Find the Taylor-series for $f$ in $0$

Question

I'm dealing with the following problem.

Let $a\in\mathbb{R}\setminus\{0\}$ and define $f:{\mathbb{R}\setminus\{a\}}$ with

$$f(x)=\frac{1}{a-x}, \hspace{20pt} x\in\mathbb{R}\setminus\{a\}$$

Find the Taylor series for $f$ in $0$.

I can manually calculate for every $n$, but how do I simplify it to a series such as the following which I found using Wolfram?

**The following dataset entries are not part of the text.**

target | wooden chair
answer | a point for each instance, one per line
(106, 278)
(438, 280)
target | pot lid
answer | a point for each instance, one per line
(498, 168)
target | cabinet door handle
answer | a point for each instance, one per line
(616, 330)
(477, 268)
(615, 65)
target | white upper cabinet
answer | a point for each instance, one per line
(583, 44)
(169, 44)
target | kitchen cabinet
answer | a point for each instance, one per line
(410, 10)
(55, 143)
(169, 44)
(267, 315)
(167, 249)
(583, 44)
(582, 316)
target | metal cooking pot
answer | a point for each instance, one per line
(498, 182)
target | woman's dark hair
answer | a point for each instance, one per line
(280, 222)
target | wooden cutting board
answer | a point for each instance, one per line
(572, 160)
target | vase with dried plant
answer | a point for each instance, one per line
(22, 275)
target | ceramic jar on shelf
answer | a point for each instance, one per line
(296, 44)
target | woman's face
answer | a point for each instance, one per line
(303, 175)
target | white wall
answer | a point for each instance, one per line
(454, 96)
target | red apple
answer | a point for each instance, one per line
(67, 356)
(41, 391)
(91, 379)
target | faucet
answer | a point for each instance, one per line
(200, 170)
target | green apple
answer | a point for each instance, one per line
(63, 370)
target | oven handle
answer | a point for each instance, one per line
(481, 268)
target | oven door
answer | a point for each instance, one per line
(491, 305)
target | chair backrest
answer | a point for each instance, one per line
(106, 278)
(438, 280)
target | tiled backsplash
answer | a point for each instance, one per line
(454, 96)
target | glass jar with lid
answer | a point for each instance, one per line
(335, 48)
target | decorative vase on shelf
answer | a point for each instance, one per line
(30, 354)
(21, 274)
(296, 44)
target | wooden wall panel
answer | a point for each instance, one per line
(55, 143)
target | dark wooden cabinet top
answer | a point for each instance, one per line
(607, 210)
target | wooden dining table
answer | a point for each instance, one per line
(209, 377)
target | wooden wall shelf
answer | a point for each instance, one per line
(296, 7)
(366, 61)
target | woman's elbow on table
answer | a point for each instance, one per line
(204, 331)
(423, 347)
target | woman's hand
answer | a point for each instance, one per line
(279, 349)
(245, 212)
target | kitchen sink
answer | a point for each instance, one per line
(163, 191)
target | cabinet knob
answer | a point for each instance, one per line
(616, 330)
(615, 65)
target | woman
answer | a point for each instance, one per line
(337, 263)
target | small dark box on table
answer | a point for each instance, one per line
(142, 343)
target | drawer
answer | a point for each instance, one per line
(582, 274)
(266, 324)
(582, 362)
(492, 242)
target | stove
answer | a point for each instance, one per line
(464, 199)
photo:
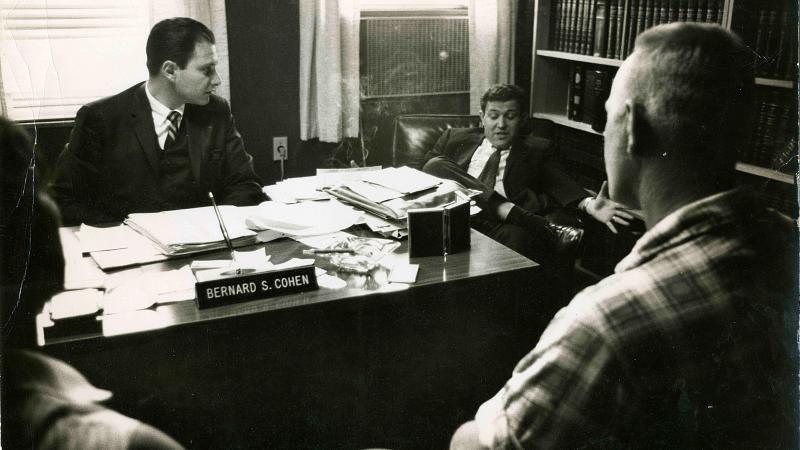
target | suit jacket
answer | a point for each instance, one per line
(110, 167)
(532, 179)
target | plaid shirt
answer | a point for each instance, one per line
(683, 347)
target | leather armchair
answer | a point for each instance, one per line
(415, 134)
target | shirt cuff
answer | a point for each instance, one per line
(491, 421)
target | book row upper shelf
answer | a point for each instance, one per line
(603, 32)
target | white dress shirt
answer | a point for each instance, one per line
(479, 159)
(160, 113)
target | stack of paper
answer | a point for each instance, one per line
(294, 190)
(192, 230)
(301, 219)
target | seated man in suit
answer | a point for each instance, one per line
(162, 144)
(519, 178)
(692, 342)
(46, 403)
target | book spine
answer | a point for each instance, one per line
(711, 11)
(587, 43)
(575, 96)
(700, 15)
(783, 47)
(771, 42)
(691, 11)
(648, 15)
(682, 10)
(642, 22)
(674, 7)
(600, 29)
(633, 22)
(720, 11)
(573, 25)
(620, 30)
(564, 20)
(611, 10)
(583, 27)
(663, 15)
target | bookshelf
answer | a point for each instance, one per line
(565, 42)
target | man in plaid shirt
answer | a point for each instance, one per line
(692, 342)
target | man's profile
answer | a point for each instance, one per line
(162, 144)
(692, 342)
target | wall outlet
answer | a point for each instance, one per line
(280, 148)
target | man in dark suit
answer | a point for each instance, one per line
(46, 402)
(519, 179)
(160, 145)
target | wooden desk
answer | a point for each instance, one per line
(373, 364)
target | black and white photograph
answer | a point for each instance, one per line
(399, 224)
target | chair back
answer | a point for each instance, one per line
(415, 134)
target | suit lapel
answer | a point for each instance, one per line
(197, 132)
(467, 150)
(143, 127)
(514, 164)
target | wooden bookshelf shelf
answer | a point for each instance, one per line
(563, 120)
(580, 58)
(786, 84)
(764, 172)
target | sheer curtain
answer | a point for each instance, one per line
(329, 83)
(492, 26)
(56, 55)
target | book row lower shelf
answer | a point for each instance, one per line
(566, 56)
(751, 169)
(608, 28)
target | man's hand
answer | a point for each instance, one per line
(607, 211)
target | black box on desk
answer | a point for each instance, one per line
(436, 231)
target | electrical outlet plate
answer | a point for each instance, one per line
(280, 148)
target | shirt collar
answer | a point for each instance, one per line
(489, 145)
(688, 222)
(159, 108)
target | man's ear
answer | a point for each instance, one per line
(633, 128)
(169, 68)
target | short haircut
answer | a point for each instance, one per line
(30, 250)
(174, 40)
(503, 93)
(695, 82)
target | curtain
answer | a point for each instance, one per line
(329, 83)
(492, 26)
(212, 14)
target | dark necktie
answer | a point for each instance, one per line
(488, 175)
(172, 129)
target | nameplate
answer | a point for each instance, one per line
(224, 289)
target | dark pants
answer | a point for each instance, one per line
(534, 242)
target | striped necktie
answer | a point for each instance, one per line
(172, 129)
(488, 175)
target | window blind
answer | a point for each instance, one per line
(56, 55)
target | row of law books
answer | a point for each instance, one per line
(769, 27)
(608, 28)
(774, 143)
(587, 93)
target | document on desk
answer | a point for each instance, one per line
(404, 180)
(300, 219)
(139, 290)
(96, 239)
(140, 250)
(192, 230)
(295, 190)
(335, 177)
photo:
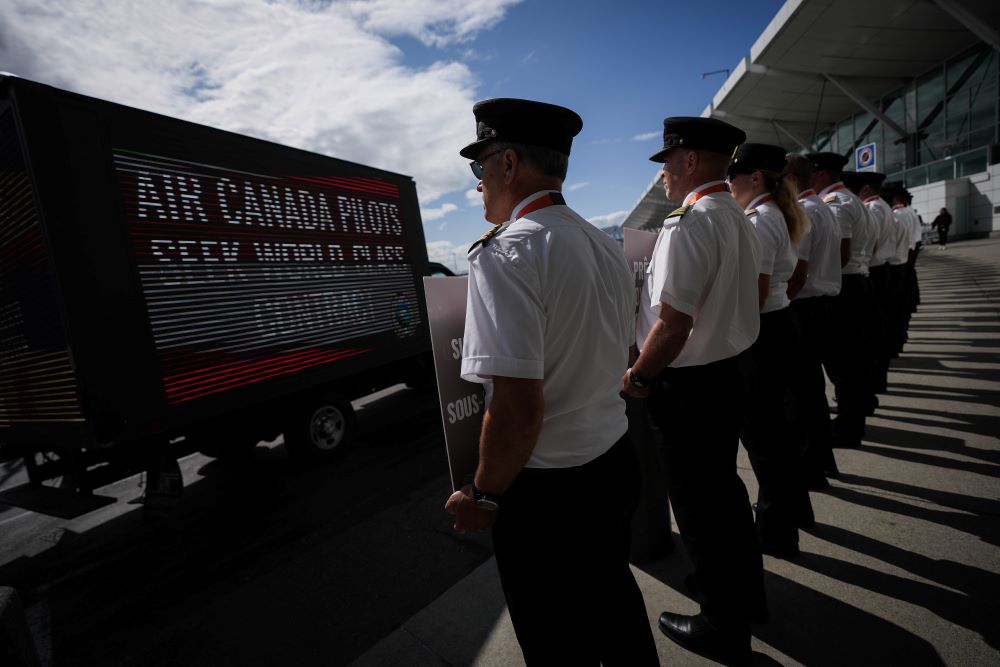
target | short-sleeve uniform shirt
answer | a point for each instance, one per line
(777, 255)
(820, 247)
(880, 211)
(903, 236)
(853, 221)
(551, 297)
(705, 264)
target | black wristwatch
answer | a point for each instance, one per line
(486, 501)
(637, 380)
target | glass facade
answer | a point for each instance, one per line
(951, 111)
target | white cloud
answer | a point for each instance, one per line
(317, 75)
(646, 136)
(455, 257)
(428, 214)
(608, 219)
(435, 23)
(474, 197)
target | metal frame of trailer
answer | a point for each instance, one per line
(161, 279)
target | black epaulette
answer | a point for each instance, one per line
(485, 238)
(678, 212)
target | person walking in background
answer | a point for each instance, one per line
(769, 431)
(549, 321)
(942, 223)
(698, 315)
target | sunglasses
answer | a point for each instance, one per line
(477, 165)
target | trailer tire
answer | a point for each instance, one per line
(320, 428)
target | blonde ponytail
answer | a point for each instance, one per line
(795, 216)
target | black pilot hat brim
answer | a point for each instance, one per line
(523, 122)
(749, 158)
(697, 133)
(827, 160)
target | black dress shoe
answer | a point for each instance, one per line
(817, 482)
(700, 635)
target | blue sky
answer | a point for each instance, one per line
(391, 83)
(622, 66)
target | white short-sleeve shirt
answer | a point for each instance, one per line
(551, 297)
(777, 256)
(820, 247)
(880, 212)
(705, 264)
(916, 227)
(902, 236)
(853, 220)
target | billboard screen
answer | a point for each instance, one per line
(250, 276)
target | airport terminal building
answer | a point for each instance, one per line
(905, 87)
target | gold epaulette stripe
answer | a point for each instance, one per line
(485, 238)
(678, 212)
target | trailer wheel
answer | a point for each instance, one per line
(320, 429)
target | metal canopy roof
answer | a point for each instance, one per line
(819, 61)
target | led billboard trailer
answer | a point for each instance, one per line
(155, 273)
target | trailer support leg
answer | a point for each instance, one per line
(164, 484)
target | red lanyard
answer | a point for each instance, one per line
(551, 199)
(719, 187)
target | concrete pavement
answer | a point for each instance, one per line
(903, 566)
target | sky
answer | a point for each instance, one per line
(391, 83)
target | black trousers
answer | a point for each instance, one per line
(897, 313)
(912, 284)
(770, 430)
(848, 359)
(878, 325)
(699, 410)
(562, 539)
(814, 315)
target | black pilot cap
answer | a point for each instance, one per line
(523, 122)
(828, 161)
(873, 179)
(749, 158)
(704, 134)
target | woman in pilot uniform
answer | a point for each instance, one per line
(767, 431)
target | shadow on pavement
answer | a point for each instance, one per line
(973, 602)
(930, 442)
(985, 527)
(815, 629)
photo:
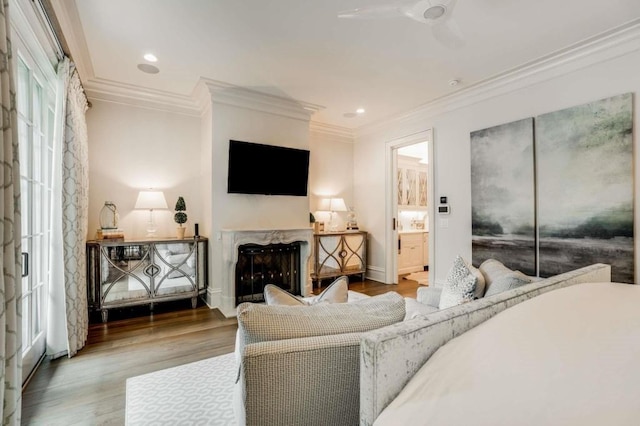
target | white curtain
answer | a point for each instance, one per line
(10, 280)
(68, 309)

$$\frac{1}{a-x}=\sum_{n=0}^\infty a^{-1-n}x^n$$

Answer 1

Just write $$ f(x) = \frac{1}{a}\cdot \frac{1}{1-(x/a)} $$ and use the sum of a geometric progression for $\lvert x/a \rvert < 1$.

Answer 2

Hint : Sum of$ (n+1)$ terms of the geometric progression:
$1+y+y^2+y^3+...+y^n = \frac{y^{n+1}-1}{y-1}$
If $|y|\lt 1$ and $n\to \infty $, then we have
$1+y+y^2+...= \frac{1}{1-y}$
In your function $f$, treat $x/a$ as $y$ and obtain Taylor series using the above information.